I saw that you’re playing Louise Brooks in an upcoming film, The Chaperone. What was the experience like of taking on such a fascinating, relatively well-known figure?
I’ve never played a real person before…[Louise Brooks] was iconic, but also someone so rebellious for that time. She was a leader of what the Roaring ‘20s were all about so I feel like I got to learn a lot about a whole different era and a real person. I got to empathize with her and, again, step into the shoes of another character and make her grounded, even though she was already real. Every time I do a movie I learn more about a different life situation and it just makes me wiser, inch by inch, in every single thing I do. Louise Brooks was a big one for me because she had such an impact and a unique view of the world. Getting into that headspace opened my mind a lot.

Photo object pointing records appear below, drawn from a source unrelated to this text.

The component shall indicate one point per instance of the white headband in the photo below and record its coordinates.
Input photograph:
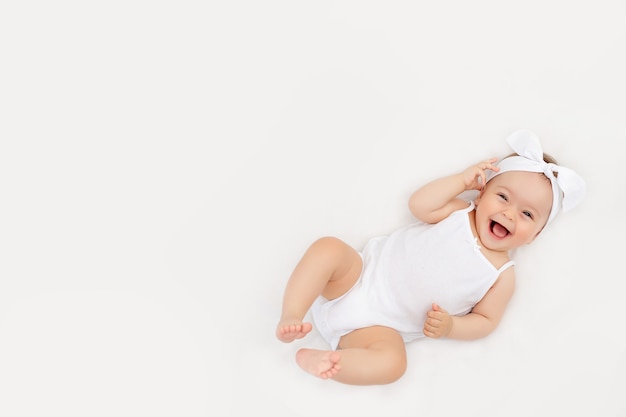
(568, 189)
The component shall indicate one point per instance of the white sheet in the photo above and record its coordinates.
(164, 166)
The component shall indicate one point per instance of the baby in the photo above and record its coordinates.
(450, 274)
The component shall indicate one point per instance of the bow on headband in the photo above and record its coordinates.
(568, 189)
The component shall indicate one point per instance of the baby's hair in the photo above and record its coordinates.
(547, 158)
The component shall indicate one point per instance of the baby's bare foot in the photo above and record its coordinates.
(290, 330)
(321, 363)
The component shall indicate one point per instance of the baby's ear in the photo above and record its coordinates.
(480, 194)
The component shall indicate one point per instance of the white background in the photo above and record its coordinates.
(164, 165)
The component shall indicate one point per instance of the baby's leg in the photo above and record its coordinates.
(329, 267)
(369, 356)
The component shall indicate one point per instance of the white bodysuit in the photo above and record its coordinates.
(404, 273)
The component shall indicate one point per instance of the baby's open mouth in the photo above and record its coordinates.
(498, 230)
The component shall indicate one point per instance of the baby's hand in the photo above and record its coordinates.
(472, 174)
(438, 322)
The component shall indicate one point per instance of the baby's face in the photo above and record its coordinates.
(512, 209)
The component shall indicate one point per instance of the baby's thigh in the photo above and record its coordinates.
(387, 342)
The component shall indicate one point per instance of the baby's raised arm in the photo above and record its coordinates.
(436, 200)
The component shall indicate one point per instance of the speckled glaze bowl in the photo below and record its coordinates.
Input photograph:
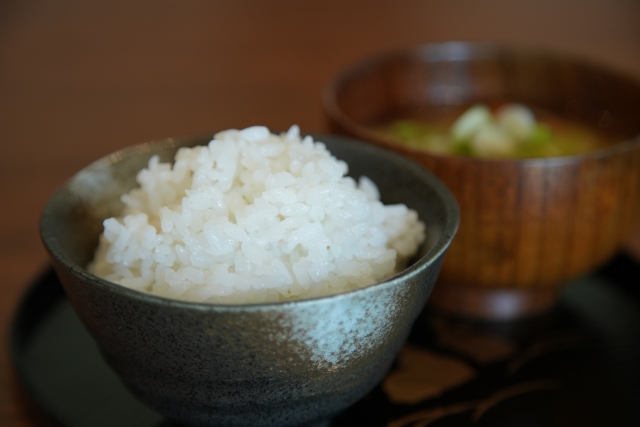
(278, 364)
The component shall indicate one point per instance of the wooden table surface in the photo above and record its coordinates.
(80, 79)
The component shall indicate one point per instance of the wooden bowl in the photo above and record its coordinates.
(527, 226)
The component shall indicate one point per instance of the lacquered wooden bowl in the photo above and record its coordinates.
(527, 226)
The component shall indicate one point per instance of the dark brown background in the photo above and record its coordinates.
(79, 79)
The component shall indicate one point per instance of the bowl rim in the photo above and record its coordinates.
(460, 50)
(451, 223)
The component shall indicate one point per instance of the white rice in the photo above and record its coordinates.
(254, 217)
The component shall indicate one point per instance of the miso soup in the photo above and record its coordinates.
(508, 131)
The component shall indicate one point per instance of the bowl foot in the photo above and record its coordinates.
(492, 304)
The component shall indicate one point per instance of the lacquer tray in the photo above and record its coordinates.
(578, 365)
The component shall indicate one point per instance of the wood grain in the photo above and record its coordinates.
(80, 79)
(532, 223)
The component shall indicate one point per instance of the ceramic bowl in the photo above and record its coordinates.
(295, 363)
(527, 226)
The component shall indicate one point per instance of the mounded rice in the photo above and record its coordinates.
(254, 217)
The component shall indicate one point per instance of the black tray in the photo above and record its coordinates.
(579, 365)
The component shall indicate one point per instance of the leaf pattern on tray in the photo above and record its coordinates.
(422, 374)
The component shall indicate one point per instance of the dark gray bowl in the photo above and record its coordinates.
(278, 364)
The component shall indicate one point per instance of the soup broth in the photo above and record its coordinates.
(447, 131)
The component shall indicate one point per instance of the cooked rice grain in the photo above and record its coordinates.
(254, 217)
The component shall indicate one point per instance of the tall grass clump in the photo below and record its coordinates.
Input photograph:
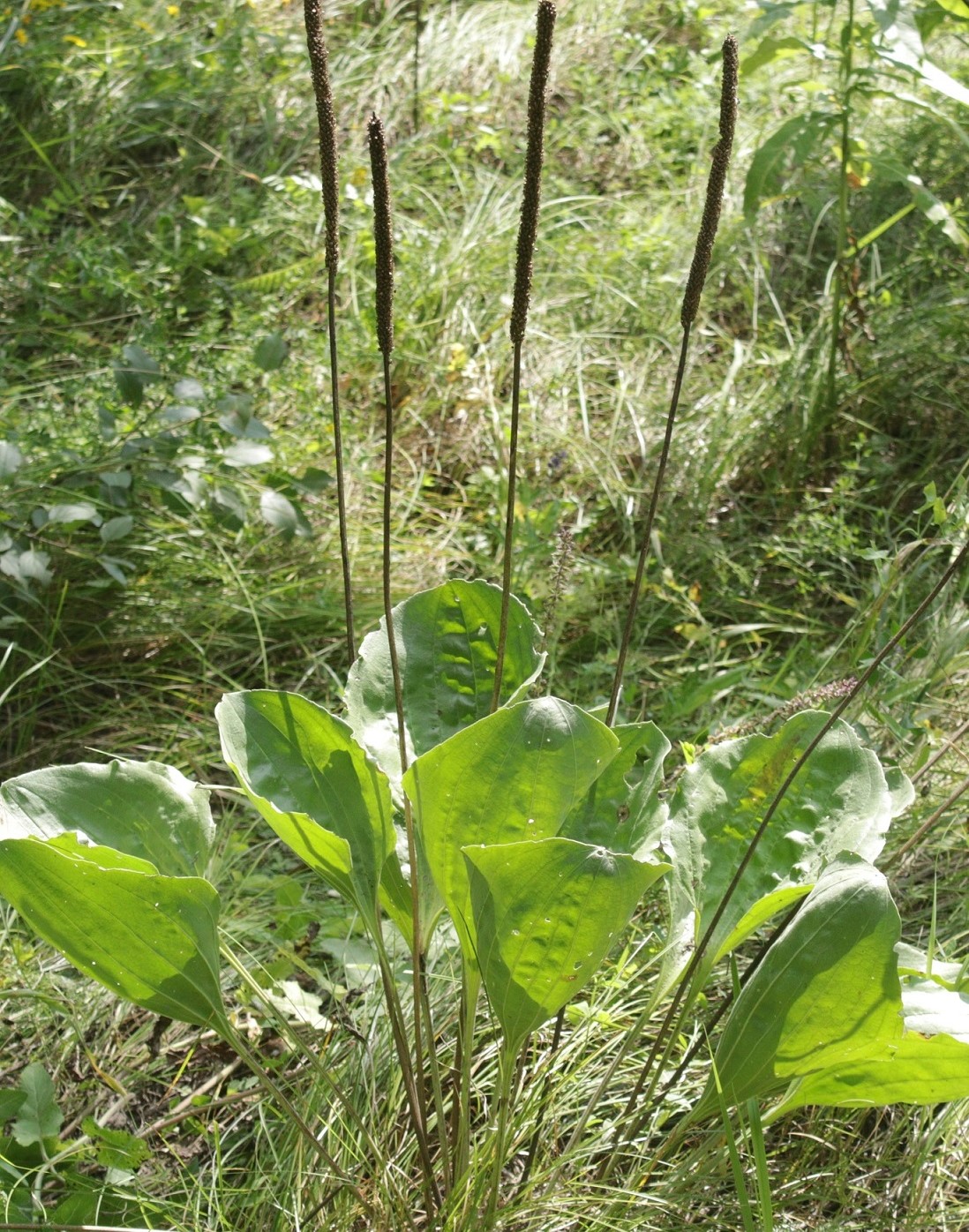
(495, 845)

Are there certain stories and characters you’re actively looking to play?
My goal and dream is to play a dancer in a movie, a contemporary dancer. That’s my biggest dream because I danced my whole life before I started acting. So that’s my all-time end goal. I really like playing different people, and exploring different personalities and different walks of life. It’s a therapeutic way of feeling what it would be like to be this person or live this life or have these problems and adversities. I just like having those experiences. And I hope the next thing I do is something completely different.
Have you ever seen The Turning Point by any chance?
Is that the ballet movie?
Yes!
I think I saw it when I was younger. That’s the big ballet movie, right?
Yeah, it was an incredible hit when it came out—
That’s the thing! People want to see dance movies!
They absolutely do.
I’m waiting! I’m waiting for someone to write a great one.